Many students who want to study in the U.S. say they have little chance of admission to an American college or university because of weak English skills.
But what if that barrier was removed from the application process?
It's called conditional admission, and could pave the way for foreign students seeking an American higher education, says Rob Hardin. Hardin is the senior assistant director for international student recruitment at the University of Oregon in Eugene.
Many schools understand that some of the best students in the world may not speak English well. Over the past decade, more schools are using conditional admissions to help these students.
"It adds significant value to have a student from Beijing, a student from Hanoi, a student from London in the classroom with the student from Portland, Oregon," Hardin told VOA. "We think that enhances the student from Portland, Oregon's experience."
At the University of Oregon, international students apply as any other student would, providing grades, extracurricular activities, Test of English as a Foreign Language (TOEFL) scores, and other information.

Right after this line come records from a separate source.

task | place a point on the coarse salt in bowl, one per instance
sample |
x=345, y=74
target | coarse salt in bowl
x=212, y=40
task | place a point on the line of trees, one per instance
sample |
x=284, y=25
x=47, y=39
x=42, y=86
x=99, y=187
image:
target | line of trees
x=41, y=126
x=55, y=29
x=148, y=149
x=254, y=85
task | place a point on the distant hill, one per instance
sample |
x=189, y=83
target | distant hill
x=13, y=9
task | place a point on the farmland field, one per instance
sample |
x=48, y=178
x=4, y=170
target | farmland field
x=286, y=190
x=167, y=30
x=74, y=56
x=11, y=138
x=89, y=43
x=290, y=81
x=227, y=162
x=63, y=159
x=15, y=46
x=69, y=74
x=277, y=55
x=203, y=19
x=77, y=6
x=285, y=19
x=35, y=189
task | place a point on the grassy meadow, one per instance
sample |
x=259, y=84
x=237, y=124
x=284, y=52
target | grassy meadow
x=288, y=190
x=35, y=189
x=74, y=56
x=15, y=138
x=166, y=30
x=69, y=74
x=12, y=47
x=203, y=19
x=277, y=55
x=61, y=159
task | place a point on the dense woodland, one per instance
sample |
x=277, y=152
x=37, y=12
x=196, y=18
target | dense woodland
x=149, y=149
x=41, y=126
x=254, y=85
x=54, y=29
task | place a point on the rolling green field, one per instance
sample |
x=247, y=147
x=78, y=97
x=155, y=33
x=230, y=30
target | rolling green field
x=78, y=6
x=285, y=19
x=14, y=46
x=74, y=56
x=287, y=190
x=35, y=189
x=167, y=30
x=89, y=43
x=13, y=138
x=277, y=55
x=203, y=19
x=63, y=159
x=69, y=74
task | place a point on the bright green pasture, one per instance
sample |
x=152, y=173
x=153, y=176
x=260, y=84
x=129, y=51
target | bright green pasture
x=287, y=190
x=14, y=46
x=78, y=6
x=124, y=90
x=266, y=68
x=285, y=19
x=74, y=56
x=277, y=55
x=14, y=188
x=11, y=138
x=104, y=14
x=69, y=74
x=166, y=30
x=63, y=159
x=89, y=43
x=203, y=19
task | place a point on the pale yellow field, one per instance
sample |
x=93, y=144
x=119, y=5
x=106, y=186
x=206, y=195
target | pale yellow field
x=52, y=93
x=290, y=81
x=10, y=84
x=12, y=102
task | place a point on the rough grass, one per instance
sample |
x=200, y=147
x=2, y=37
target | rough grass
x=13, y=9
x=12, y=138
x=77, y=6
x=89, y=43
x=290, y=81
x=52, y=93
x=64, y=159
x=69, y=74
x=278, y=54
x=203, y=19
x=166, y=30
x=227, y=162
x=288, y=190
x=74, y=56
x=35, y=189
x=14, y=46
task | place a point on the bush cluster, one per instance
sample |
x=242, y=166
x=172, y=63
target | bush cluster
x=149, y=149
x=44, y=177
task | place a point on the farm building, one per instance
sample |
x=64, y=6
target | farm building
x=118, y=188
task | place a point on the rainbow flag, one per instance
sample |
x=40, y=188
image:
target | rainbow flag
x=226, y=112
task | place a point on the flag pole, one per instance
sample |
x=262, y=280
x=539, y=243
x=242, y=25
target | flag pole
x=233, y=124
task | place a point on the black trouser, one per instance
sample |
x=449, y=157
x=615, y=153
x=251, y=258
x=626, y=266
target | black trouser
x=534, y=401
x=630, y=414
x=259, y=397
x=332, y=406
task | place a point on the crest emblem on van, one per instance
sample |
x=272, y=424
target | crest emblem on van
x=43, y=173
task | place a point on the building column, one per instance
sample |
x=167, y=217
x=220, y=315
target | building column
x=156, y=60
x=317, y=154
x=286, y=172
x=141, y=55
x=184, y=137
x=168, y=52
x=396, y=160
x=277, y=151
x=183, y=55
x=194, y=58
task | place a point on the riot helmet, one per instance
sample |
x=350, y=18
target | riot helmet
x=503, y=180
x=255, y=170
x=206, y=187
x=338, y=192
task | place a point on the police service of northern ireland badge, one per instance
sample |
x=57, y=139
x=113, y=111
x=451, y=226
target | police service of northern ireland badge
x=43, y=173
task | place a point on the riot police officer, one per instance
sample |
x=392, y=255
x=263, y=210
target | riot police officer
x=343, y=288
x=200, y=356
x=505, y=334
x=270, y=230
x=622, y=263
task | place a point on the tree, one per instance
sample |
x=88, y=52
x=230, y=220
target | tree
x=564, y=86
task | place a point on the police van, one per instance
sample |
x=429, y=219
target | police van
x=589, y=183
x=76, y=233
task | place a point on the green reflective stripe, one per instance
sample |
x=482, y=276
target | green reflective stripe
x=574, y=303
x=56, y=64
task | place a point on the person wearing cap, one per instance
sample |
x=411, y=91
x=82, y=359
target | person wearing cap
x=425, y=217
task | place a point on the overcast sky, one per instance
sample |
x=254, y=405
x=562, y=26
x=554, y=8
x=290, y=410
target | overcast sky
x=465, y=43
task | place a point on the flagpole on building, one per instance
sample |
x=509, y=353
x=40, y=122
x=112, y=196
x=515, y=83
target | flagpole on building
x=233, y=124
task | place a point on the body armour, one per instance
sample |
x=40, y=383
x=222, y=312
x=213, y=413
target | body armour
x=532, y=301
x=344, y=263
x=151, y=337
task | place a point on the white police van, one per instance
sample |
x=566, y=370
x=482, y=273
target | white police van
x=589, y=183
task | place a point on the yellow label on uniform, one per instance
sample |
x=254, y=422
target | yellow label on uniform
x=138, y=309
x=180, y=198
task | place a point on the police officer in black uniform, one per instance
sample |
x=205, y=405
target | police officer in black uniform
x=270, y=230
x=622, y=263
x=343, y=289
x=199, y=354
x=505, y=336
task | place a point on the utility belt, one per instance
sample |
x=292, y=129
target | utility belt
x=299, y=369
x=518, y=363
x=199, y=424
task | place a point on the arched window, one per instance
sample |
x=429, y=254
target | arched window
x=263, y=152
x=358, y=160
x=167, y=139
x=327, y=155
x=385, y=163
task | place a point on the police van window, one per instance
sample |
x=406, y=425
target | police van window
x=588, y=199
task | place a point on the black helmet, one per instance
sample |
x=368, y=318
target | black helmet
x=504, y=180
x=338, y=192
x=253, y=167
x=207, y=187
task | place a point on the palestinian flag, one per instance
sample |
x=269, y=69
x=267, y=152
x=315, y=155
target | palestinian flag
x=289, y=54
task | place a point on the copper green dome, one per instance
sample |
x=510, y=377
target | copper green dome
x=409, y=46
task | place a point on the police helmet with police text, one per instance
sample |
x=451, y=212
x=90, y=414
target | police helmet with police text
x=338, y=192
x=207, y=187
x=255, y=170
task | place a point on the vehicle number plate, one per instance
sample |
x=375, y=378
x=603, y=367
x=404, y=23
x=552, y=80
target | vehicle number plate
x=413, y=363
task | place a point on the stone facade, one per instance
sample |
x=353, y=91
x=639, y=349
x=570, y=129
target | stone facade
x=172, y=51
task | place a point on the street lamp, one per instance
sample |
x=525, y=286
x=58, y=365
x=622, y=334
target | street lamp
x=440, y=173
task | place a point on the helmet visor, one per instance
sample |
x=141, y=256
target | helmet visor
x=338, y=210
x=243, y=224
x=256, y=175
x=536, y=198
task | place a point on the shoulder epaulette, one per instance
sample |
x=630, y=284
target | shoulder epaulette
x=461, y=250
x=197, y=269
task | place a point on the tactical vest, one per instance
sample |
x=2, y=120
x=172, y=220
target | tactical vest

While many colleges and universities reject applicants with low TOEFL scores, other schools are willing to take a deeper look, Hardin says.
If the University of Oregon thinks an applicant has other attributes that make up for a lack of language skills, it will accept them into a special program, according to Hardin.
The conditional-admission program teaches in seven levels of progressive English. As the student's knowledge increases, their test scores improve.
Hardin says many international students prefer to study English in their native countries to save money and be closer to home, until they can test into a traditional degree program.
But schools like the University of Oregon that offer conditional admissions start students on their degree program once they complete the highest level of the language program.
These conditional admissions programs help students get used to the American college experience. Cultural differences in teaching styles between school back home and school in the U.S. can be addressed. Also, while living on an American college campus, surrounded by English speakers, students often improve their language skills faster.
"You're going to have to figure out how to go to the grocery store and buy apples," Hardin said. "You're going to take what you're learning in the classroom and you're going to be able to immediately apply it to your daily life."
Hardin notes that this newer path to admission is not just for students with weak English-language skills. Even strong applicants may not realize that they lack the English abilities to fully succeed at the college level.
For students who need additional support, some schools offer a bridge program. At the University of Oregon, students in the bridge program take as many as six additional English classes, often related to subjects the students are taking.
International students should not expect every college and university in the U.S. to offer such programs. At top schools, competition is fierce and students who are already strong in English have a better chance at acceptance.